Rooney Mara, who had a small role in Fincher's "The Social Network," gives a controlled detonation of a performance as traumatized victim-turned-avenger Lisbeth Salander. Mara's the breakout star of the year, a cold, detached waif in form, a fearsome, merciless zealot in spirit.

How strange it is to say that the nice guy here is Daniel Craig - who, of all the big-screen James Bonds, comes closest to the nasty, tortured soul Ian Fleming created.

Mara and Craig make an indomitable screen pair, he nominally leading their intense search into decades-old serial killings, she surging ahead, plowing through obstacles with flashes of phenomenal intellect and eruptions of physical fury.

A ward of the state since an act of childhood violence, Lisbeth has been at the mercy, and mostly the malice, of others for so long that she anticipates and incorporates their brutality into her own calculations for maintaining control of her life.

Peerless as a computer hacker, Lisbeth finds occasional employment with a security company, for whom she runs a not-too-legal background check on disgraced journalist Mikael Blomkvist (Craig).

The company's client, retired industrialist Henrik Vanger (Christopher Plummer) hires Mikael to make a last-ditch effort to find out who killed his beloved teenage grand-niece, who vanished 40 years earlier.

Mikael eventually persuades aloof, suspicious Lisbeth - who has every reason in the world to revile men as a loyal order of perpetrators of violence against women - to join his investigation.

The film is gripping early on, when Lisbeth and Mikael are on their own. Once they team up, "The Girl with the Dragon Tattoo" takes on a relentless though unhurried momentum as the two find links between the girl's disappearance and a series of murders of young women butchered in unspeakable ways.

Craig is an anchor of cool rationality and judiciousness around which Mara revolves like a demon.

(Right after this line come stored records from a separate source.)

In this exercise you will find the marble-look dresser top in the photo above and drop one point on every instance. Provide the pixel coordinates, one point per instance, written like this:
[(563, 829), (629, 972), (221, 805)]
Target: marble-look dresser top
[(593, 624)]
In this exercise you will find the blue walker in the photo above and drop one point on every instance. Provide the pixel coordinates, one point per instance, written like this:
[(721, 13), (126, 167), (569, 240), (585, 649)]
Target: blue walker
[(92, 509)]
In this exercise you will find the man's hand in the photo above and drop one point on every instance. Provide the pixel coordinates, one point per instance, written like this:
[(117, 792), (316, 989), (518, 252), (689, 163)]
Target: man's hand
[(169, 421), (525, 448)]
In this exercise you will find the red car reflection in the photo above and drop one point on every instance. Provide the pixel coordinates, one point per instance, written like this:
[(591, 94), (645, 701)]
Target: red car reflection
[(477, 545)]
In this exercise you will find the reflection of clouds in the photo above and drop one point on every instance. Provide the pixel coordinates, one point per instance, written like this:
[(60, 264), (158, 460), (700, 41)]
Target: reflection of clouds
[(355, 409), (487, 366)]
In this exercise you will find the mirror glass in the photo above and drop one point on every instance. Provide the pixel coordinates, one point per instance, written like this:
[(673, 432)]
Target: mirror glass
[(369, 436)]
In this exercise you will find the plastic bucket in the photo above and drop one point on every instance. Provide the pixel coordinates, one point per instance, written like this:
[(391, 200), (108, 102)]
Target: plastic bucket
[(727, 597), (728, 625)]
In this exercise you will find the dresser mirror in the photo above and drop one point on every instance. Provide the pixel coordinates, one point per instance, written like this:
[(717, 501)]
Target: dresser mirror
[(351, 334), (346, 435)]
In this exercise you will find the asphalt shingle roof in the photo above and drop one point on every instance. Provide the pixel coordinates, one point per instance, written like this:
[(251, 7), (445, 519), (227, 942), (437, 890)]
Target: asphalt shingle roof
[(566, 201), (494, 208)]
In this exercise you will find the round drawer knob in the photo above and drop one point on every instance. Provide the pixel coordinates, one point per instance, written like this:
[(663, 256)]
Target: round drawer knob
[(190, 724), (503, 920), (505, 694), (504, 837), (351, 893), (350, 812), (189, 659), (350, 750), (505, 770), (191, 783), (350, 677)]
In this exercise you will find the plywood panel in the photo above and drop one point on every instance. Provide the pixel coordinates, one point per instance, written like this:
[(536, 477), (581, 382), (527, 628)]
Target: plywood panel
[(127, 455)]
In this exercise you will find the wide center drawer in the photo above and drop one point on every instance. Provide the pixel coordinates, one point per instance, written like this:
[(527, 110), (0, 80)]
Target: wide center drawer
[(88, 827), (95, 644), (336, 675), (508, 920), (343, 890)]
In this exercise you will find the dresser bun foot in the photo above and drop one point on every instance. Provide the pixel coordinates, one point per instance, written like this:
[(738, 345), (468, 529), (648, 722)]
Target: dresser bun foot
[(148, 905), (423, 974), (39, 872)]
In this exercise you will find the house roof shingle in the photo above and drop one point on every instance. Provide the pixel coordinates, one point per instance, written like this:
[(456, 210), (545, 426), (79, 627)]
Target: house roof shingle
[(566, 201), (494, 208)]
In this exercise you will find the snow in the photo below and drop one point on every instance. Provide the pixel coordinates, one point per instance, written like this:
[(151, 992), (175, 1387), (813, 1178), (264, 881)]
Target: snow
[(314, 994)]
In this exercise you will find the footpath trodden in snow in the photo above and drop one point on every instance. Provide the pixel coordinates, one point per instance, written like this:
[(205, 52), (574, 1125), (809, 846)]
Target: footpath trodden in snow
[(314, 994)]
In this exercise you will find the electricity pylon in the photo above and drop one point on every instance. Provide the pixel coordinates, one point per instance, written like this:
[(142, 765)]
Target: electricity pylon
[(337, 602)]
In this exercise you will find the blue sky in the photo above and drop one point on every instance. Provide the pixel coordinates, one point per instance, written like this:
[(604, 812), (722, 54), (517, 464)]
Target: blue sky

With her body piercings, black leather and hooded jackets that seem like her version of a mad monk's cowl, Lisbeth tears about icy Sweden on her motorcycle, wan, scrawny, scarier than any of the night creatures in Hollywood's glut of vampire movies.

She is horribly violated by a social worker appointed as her new guardian, a sickening scene balanced by Lisbeth's equally bestial act of vengeance. You perversely want to cheer Lisbeth for her triumph while bemoaning the world that made her such a pitiless creature.

Screenwriter Steven Zaillian, an Academy Award winner for "Schindler's List," again adapts a dense literary work with a sharp eye for the most critical exchanges. Craig shares some delicious moments with Plummer, along with Robin Wright as his lover and magazine co-owner and Stellan Skarsgard as one of the more personable members of the rather despicable Vanger clan.

Rarely a filmmaker of brevity, Fincher gives Zaillian room to let the story and characters reveal themselves slowly.

The film could stand some surgery to nip away at the excessive, repetitive sequences of discovery as Lisbeth and Mikael endlessly scan old photos, files and newspaper clippings. We get that they're ace researchers; we don't need to see so much of the paperwork.

What is wonderful to see is the grand severity of the northern Sweden landscapes. Cinematographer Jeff Cronenweth captures the coldness of the climate and remoteness of the countryside in a tactile fashion to complement the frosty and distant nature of the characters.

This is a team that deserves an encore, and Larsson left behind two more novels loaded with more dark doings for Lisbeth and Mikael. We haven't seen the last of this tattooed girl.